Di bab-bab selanjutnya, ceritanya lebih mengalir, ‘tergambar’ jelas di kepalaku dan semakin rame! Di sini aku sadar ceritanya bukan hanya soal cinta kepada lawan jenis, tapi juga kepada saudara, orang tua dan tentunya dunia fiksi. IMO, ending-nya ditulis secara tersirat. Aku harus kembali ke detail yang disebar di bab-bab sebelumnya untuk memastikan pengertianku tentang makna ending itu tepat. Hmm, cara penulisan yang menarik. Jadi dari awal, cerita diberikan sedikit demi sedikit, di bagian pertengahan, cerita mulai disulam dan mulai menyatu, dan di bagian akhir, semua bagian ceritanya menyatu dengan sempurna. Dengan cara penulisan seperti itu, aku, sebagai pembaca, bisa mengenal setiap tokoh dan menganggap peran mereka penting dalam cerita, tidak hanya tempelan untuk memperbanyak dan memperluas cerita. Tidak ada bagian yang membosankan. Aku bahkan menanti-nanti setiap kemunculan mereka dan perkembangan apa yang dibawanya. I like it! ;D

Potongan cerita Simon Snow karya Gemma T. Leslie

Potongan cerita fanfiksi karya Cath

Tidak hanya jalan ceritanya yang menarik, aku juga jadi mulai memandang fanfiksi secara berbeda. Tulisan itu bukan sekedar ‘pencurian’ tokoh dan setting. Aku juga kagum dengan pembaca seperti Cath, atau penulis fanfiksi lainnya, yang begitu dalam menyelami dan jatuh cinta dengan bacaan mereka.

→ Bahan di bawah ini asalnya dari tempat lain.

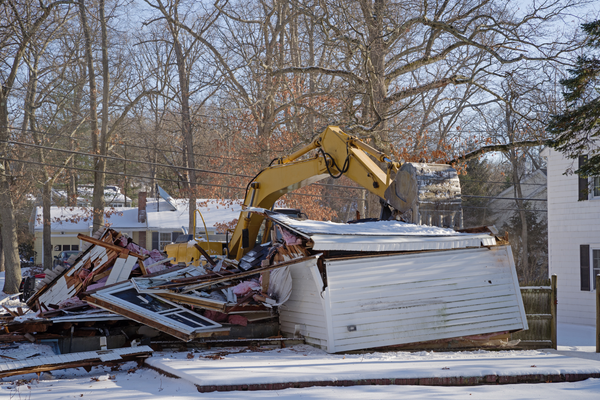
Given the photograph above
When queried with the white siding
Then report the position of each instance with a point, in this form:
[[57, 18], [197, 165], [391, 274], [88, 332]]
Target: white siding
[[425, 296], [305, 306], [571, 223]]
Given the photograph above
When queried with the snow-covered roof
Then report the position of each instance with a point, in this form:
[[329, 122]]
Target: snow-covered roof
[[380, 235], [79, 219], [159, 216], [213, 211]]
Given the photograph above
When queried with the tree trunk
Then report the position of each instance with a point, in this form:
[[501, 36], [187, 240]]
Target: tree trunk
[[98, 197], [9, 226], [1, 256], [47, 221], [518, 192], [186, 125]]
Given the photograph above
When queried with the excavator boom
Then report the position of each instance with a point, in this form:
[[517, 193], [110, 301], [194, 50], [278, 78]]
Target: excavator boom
[[337, 154]]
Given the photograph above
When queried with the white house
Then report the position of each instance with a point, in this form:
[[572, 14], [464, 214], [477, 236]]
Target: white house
[[112, 196], [153, 224], [573, 238]]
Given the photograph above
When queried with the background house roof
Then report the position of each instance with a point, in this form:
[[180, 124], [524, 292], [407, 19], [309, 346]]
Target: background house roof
[[159, 216]]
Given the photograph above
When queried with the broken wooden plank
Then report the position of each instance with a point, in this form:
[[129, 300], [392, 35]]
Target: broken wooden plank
[[117, 270], [264, 287], [75, 360], [205, 254], [209, 282], [150, 310]]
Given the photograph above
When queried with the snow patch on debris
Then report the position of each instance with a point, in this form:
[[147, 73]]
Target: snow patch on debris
[[374, 228]]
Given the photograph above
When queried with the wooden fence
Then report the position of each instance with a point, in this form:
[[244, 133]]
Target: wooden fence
[[539, 299]]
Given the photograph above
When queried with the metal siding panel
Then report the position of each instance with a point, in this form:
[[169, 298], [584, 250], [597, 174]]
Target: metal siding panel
[[305, 306], [425, 296]]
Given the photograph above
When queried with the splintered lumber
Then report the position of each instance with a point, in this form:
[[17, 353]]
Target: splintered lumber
[[73, 360], [205, 254], [121, 268], [212, 281], [109, 246]]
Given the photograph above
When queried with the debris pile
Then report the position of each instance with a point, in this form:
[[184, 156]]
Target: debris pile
[[115, 282]]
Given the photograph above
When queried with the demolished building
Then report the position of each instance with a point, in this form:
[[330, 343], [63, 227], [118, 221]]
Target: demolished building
[[340, 287]]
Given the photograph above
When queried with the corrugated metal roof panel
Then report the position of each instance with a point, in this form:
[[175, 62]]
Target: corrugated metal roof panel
[[399, 243]]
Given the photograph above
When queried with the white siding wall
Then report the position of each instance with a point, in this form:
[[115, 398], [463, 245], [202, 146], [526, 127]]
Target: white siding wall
[[305, 306], [419, 297], [570, 224]]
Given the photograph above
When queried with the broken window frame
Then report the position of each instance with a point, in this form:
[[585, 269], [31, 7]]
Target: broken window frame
[[167, 320]]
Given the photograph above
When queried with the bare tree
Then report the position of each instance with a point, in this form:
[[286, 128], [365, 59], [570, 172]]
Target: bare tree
[[23, 27]]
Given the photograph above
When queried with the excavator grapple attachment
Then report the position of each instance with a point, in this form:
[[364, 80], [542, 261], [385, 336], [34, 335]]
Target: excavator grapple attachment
[[426, 194]]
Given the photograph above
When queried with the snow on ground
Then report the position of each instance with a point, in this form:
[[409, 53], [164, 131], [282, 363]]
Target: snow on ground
[[576, 338], [129, 382], [132, 383], [304, 363]]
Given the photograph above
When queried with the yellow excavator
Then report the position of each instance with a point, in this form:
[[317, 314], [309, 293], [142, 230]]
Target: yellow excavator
[[418, 193]]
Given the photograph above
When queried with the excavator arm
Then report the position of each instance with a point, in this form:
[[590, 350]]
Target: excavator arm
[[338, 153]]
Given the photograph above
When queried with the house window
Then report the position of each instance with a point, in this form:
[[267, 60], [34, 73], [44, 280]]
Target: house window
[[165, 238], [596, 186], [161, 239], [596, 265]]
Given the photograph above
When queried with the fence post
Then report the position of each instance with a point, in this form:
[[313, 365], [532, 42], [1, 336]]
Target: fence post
[[553, 303], [597, 313]]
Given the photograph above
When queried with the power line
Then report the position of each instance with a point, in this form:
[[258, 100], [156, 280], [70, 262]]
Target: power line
[[154, 164], [507, 209], [165, 179], [128, 145], [114, 173], [124, 159], [501, 198]]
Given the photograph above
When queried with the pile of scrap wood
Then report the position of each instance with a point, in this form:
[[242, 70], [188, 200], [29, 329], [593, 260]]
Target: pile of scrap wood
[[115, 279]]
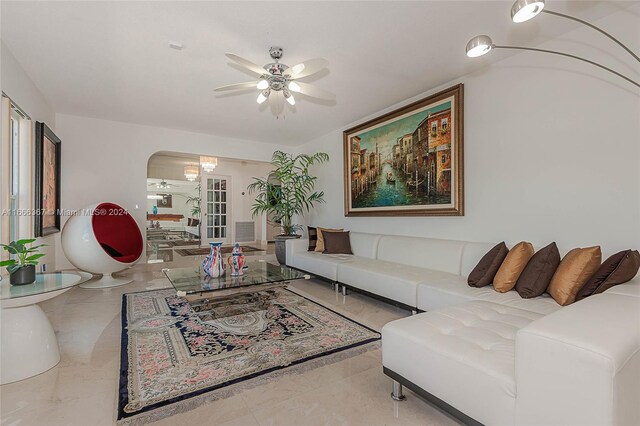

Eh, by the way, kalian yang sudah baca, pernah berpikir kalau ada kemungkinan Simon Snow itu terinspirasi dari Harry Potter? Laki-laki muda yang bersekolah di sekolah sihir, punya musuh yang merupakan ‘sebagian dari dirinya’, akrab dengan kepala sekolah, bukunya sudah diadaptasi menjadi film, dan slogan ‘Keep Calm and Carry On’ yang mengindikasikan sesuatu dari Inggris Raya. Jangan-jangan penulis adalah penggemar berat Harry Potter (duh, siapa sih yang tidak suka?) dan novel ini adalah salah satu bentuk fanfiksi yang ‘legal’. Just a thought ;)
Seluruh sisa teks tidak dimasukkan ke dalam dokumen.